Travel bubble proposed for Singapore and Bintan


Resort inflatables ready for action on Bintan Island, Indonesia.


Indonesia’s tourism minister, Sandiago Uno, has raised the possibility of a travel bubble between Singapore and the Indonesian islands of Bintan and Batam.


According to local media reports, Uno has approached Singapore’s foreign affairs minister, Vivian Balakrishnan, with the idea of opening a travel corridor, or bubble. Uno is believed to have been touring hotels on both islands to assess health protocols and readiness to open to international guests.


“I think it is not impossible to relax it (tourism), such as with Singapore,” Uno is reported to have told reporters. “I cannot over-promise anything... Hopefully it can be realised and at least Batam and Bintan can be reopened."


Balakrishnan, for his part, has indicated that the two countries could discuss the possibility of a bubble, including appropriate regulations and strict health protocol policies.

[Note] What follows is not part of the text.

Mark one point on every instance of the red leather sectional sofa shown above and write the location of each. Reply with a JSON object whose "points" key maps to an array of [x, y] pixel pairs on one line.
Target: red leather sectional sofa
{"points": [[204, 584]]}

Bintan and Batam, part of the Riau Islands province of Indonesia, are located just across the Singapore Strait from the Lion City and are a popular weekend holiday destination for Singaporeans. The islands are normally served by frequent, fast ferry routes from Singapore and offer a multitude of five star resorts, golf courses and beaches. Coronavirus infections and deaths in this area of Indonesia have been low compared with the rest of the country.


Uno revealed that he is also promoting the Indonesian tourist hotspots of Bali, Batam and Bintan to be prioritised for coronavirus inoculation.


“Indonesia has kicked off vaccinations,” he said. “I have negotiated to grant Bali, Jakarta, Batam and Bintan a priority considering that Bali’s economy sees a recession due to a drop in tourism performance. (Tourism in) Batam and Bintan is also paralysed.”


Singapore has also started its vaccination programme and has maintained a low rate of community infections since the second half of 2020, employing lockdown and strict social distancing measures to keep cases under control. In December it readied to open the world's first air travel bubble with Hong Kong; however, a fourth wave of coronavirus infections in the Chinese territory pushed the bubble onto the back burner.